October 30, 2024
An analysis featured at the American College of Gastroenterology (ACG) 2024 Annual Scientific Meeting in Philadelphia, Pennsylvania showed that patients treated with upadacitinib for acute severe ulcerative colitis (UC) achieve similar outcomes to those of infliximab users, and may also experience lower rates of severe complications such as colonic perforation.
Upadacitinib (Rinvoq), a selective Janus kinase 1 inhibitor, has emerged as a novel, promising therapy for moderate to severe UC. The U.S. Food and Drug Administration approved upadacitinib for this indication in early 2022, after phase 3 clinical studies confirmed its efficacy and safety in patients with UC. In the current clinical landscape, this agent can be considered as a second-line therapy for the treatment of adults with moderately to severely active UC who have had an inadequate response or intolerance to one or more tumor necrosis factor (TNF) blockers.
A research team at the University of Pennsylvania Medical Center, in Philadelphia, designed a retrospective cohort study to evaluate the real-world efficacy and safety outcomes of upadacitinib and compare them to those of infliximab use in hospitalized patients with acute severe UC. Lead author Tushar Khanna, MD and his collaborators at the Mayo Clinic in Jacksonville, Florida and the Case Western Medical Center in Cleveland, Ohio used data from the TriNetX platform, which included the records of 130 million patients treated across 64 healthcare organizations. The authors identified nearly 3,500 patients hospitalized for acute severe UC who were treated with infliximab and 180 patients treated with upadacitinib for the same indication. After propensity score matching was used to balance baseline characteristics, including age, gender, race, laboratory values, and comorbidities between the cohorts, each treatment group included 177 patients who were followed up over a 5-year period after exposure to therapy.
When looking at prior therapies, the authors noted that a greater proportion of patients in the upadacitinib group were previously treated with adalimumab (20.3%) and ustekinumab (25.4%) compared with those in the infliximab group. Moreover, nearly half (44.1%) of the people who received upadacitinib had previous exposure to infliximab. While the analysis was not designed to pinpoint the timeline of therapy switches or identify the reasons behind them, patients with prior infliximab exposure likely had experienced loss of response to this therapy or had been treated with TNF inhibitors prior to presenting to the hospital, Khanna explained.
“I would imagine that patients who had been on infliximab are a special cohort who tend to be sicker and are nonresponsive to the standard of care,” Khanna said in an interview. “We see that, even in those patients, the complication rates are no higher [than in the other cohort].” The analysis did not detect significant differences in colectomy rates between the two treatment groups. Furthermore, no significant differences were found regarding future steroid use or other complications, including rectal bleeding, rates of blood transfusion, and infections. Adverse events and incident mortality rates were also comparable between the groups.

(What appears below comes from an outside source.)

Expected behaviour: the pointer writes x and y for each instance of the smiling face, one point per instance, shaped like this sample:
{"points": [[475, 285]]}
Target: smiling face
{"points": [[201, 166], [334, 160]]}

“This is really a non-inferiority study for patients who had already been exposed to anti-TNFs, showing they can safely be given upadacitinib,” Khanna clarified. “Upadacitinib demonstrates comparable efficacy and safety to infliximab in real-world hospitalized UC patients. While there was no significant difference observed with regard to colectomy rates, it was interesting to note a decreased rate of colonic perforation in the upadacitinib group compared to infliximab. These findings support the use of upadacitinib as a viable alternative to infliximab for UC treatment, with consideration for individualized patient risk factors.”
As the data about novel second-line therapies for UC continue to evolve, future studies may shed light on the reasons behind therapeutic switches as well as the long-term effects of previous exposure to different therapies in patients treated with upadacitinib.